Characters involved in time-travel, though, break down normative categories of alignment, and for that reason even figures I've rated as properly "legendary" don't rate as crossovers when they interact with characters who (more or less like authors) are no longer bound by restrictions of the time-space continuum. Thus, a goodie-good Billy the Kid meeting a version of Dracula? Crossover. A vampire-version of Billy the Kid, who has no real connection with the historical figure, meeting Bloodrayne? Crossover. But Billy the Kid, as portrayed by Robert Walker Jr. in the scene above, meeting one of the Time Tunnel guys? Not a crossover. And the same principle applies to works in which the time-travelers bring together assorted characters from different eras, as Billy the Kid, Napoleon and Socrates are brought together by those excellent time-dudes Bill and Ted.

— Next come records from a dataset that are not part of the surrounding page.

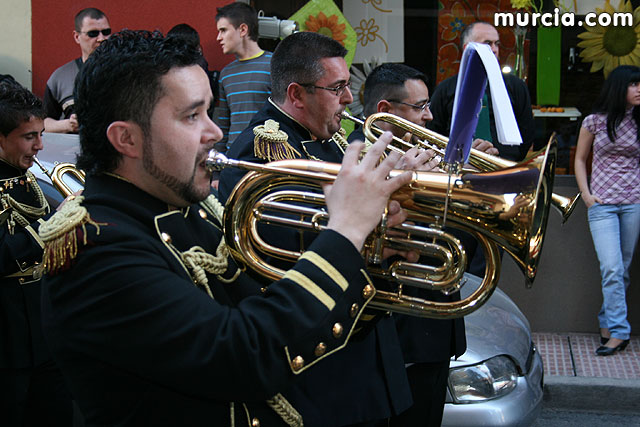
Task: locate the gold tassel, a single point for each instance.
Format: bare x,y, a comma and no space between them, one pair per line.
63,233
271,143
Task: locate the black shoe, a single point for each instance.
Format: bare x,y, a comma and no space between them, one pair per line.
608,351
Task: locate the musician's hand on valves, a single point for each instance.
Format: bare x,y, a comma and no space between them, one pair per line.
358,197
419,159
484,146
590,199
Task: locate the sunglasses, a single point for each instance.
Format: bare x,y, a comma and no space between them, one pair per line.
94,33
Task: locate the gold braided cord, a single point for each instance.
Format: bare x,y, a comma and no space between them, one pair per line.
271,143
198,261
60,234
20,210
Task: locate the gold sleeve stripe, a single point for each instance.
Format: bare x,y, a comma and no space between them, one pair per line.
35,235
326,268
308,284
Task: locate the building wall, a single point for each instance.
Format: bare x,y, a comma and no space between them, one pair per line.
52,43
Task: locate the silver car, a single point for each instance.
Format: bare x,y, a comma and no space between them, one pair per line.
496,382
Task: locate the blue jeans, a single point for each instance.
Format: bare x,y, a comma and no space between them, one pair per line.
615,230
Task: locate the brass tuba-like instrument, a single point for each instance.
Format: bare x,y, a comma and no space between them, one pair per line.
438,143
506,208
56,175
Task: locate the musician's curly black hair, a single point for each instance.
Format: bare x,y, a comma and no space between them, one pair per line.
17,105
613,98
121,80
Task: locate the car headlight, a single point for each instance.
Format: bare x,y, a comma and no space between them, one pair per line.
488,380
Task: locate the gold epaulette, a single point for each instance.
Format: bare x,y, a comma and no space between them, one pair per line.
271,143
62,232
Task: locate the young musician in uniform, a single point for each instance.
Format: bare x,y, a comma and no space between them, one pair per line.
32,390
149,318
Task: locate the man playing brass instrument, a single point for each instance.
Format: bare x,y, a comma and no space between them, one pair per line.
149,318
32,390
402,90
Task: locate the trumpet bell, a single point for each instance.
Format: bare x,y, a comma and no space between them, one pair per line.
65,177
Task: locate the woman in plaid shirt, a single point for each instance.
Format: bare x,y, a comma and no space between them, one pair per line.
613,198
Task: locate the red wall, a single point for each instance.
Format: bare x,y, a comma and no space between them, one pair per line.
52,28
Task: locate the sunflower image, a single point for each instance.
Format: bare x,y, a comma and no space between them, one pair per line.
608,47
328,26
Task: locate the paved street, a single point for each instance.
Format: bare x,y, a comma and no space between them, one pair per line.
565,418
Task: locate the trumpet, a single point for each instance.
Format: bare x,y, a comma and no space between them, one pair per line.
429,139
56,175
507,208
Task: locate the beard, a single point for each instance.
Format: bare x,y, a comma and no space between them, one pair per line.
186,190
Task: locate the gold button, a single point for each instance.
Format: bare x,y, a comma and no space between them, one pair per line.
367,292
297,363
321,349
337,330
354,310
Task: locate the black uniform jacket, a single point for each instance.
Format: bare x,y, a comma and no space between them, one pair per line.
140,344
21,341
442,109
367,380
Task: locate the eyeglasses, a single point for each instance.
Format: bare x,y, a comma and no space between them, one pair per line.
94,33
420,107
338,90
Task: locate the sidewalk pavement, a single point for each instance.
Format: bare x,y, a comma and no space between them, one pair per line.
577,379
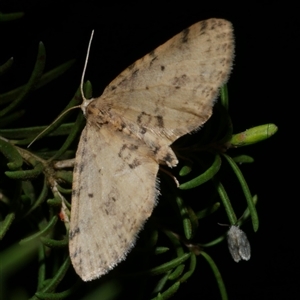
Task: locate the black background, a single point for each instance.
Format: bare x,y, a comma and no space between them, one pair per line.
263,89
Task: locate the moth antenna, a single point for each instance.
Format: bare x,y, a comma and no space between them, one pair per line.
77,106
84,68
85,101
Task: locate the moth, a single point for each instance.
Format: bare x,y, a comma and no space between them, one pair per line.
129,131
238,244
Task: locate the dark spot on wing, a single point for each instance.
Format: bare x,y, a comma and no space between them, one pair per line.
168,158
156,149
143,130
131,66
134,164
152,53
73,233
203,25
81,167
160,121
135,73
185,34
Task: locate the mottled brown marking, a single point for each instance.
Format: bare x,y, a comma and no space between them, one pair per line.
134,164
74,232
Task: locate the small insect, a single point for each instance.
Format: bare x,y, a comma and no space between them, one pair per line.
238,244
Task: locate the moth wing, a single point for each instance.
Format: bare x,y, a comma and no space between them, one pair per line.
114,179
171,91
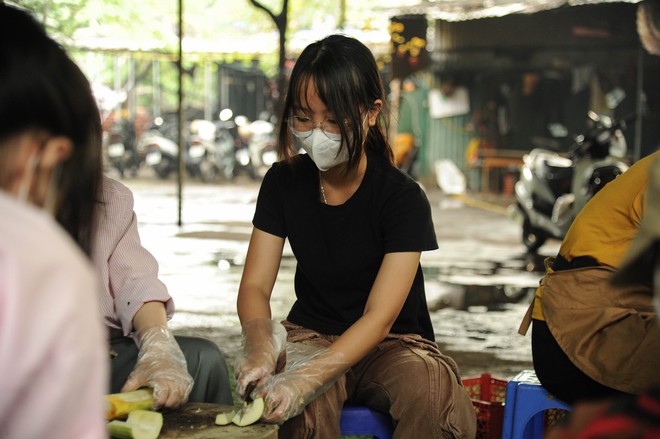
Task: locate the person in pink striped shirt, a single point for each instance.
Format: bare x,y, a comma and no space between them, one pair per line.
53,352
136,306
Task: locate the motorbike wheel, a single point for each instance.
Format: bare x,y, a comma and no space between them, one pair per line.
533,238
207,171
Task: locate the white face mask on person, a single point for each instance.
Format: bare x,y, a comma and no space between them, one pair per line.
323,148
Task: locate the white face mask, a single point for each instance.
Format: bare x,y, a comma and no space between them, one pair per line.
324,149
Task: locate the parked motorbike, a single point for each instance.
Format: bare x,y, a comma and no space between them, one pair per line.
211,151
162,153
121,149
553,188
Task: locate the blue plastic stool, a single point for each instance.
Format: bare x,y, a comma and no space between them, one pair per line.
524,404
358,420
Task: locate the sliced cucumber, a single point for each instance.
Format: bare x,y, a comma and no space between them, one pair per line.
141,424
250,413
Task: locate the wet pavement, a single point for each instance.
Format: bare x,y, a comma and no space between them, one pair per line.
478,282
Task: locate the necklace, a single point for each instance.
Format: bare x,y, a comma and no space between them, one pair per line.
325,201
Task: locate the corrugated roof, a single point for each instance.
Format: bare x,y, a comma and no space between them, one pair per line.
462,10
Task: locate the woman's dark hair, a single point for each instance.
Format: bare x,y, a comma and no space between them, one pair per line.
345,75
43,90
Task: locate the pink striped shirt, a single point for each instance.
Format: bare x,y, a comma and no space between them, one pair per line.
128,272
53,351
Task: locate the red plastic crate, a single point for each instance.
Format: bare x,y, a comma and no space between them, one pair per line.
487,395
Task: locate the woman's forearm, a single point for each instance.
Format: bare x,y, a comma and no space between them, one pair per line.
150,314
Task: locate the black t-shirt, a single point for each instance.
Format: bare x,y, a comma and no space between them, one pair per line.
339,249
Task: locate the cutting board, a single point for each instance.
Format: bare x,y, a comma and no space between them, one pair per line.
197,421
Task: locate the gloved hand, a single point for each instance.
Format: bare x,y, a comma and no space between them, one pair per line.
263,341
288,393
161,366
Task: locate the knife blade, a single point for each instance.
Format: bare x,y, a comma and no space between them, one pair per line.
248,392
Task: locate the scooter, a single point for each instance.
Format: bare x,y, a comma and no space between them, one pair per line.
553,188
211,151
161,152
121,150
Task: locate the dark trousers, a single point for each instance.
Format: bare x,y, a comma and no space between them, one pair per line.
558,374
206,364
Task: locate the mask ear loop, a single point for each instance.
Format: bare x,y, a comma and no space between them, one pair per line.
26,184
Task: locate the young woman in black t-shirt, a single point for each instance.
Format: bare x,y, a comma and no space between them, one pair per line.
360,329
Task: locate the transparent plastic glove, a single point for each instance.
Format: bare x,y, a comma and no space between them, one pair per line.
288,393
161,366
263,342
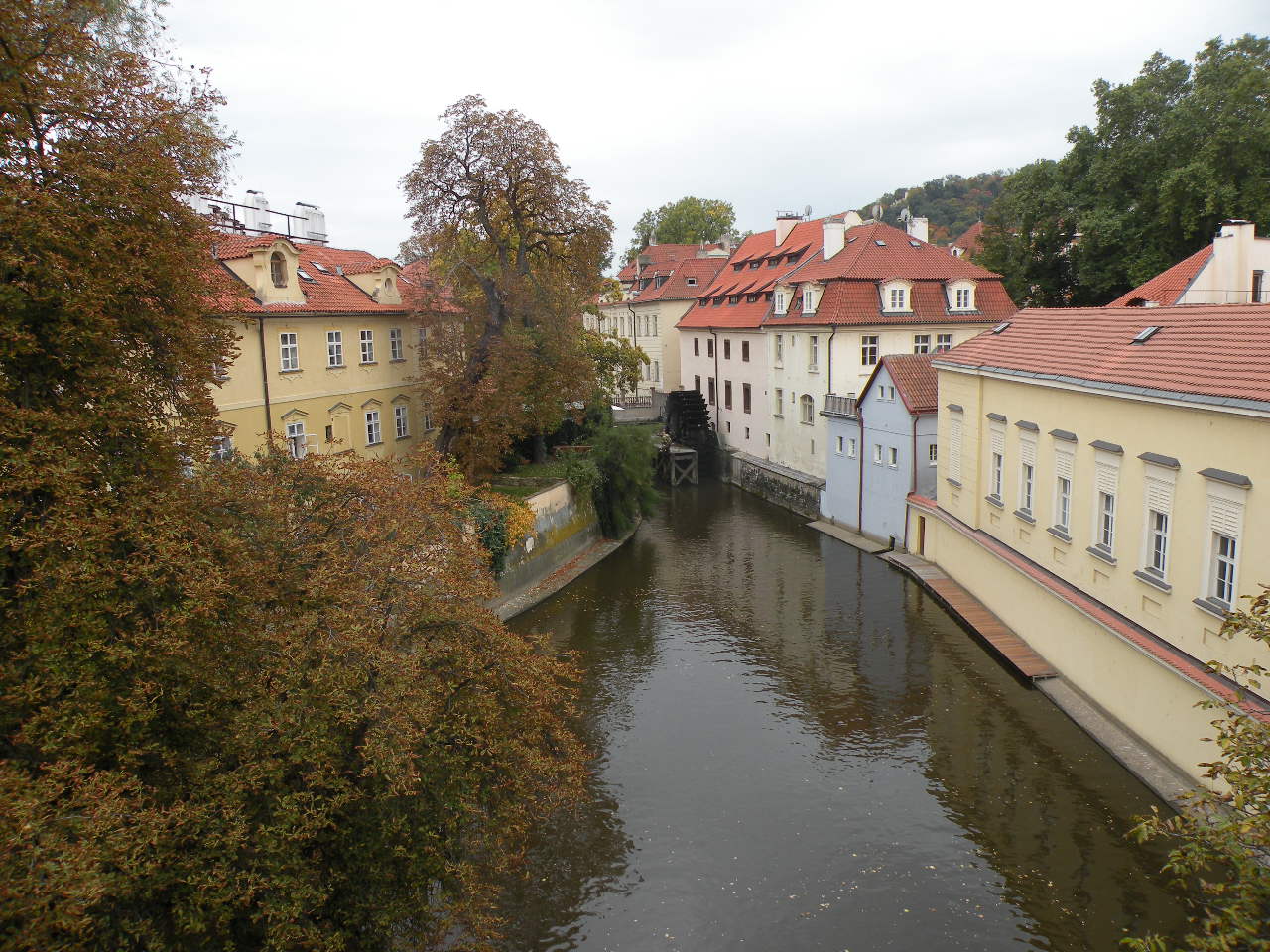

The same applies to figures of myth and folklore, as when Bill and Ted take a bogus journey that brings them into contact with both the Easter Bunny and Satan, or when the Time Tunnelers meet the equally innominate figure of Merlin.




There's also a cognate figure of characters who summon up innominate characters without those icons leaving their own time-frame. In comics the hero who did this most often was Quality's Kid Eternity, who was forever enlisting characters from both myth (Nepture, Midas, Achilles) and from history (Annie Oakley, Abraham Lincoln). None of these would even be charisma-crossovers, either with one another or with Kid Eternity.






However, unlike the time travelers Kid Eternity did possess the power to plumb the vasty deeps of fiction as well-- and so, when he conjured up Sherlock Holmes or (more amusingly) Blackhawk, THOSE would count as crossovers with nominative icons.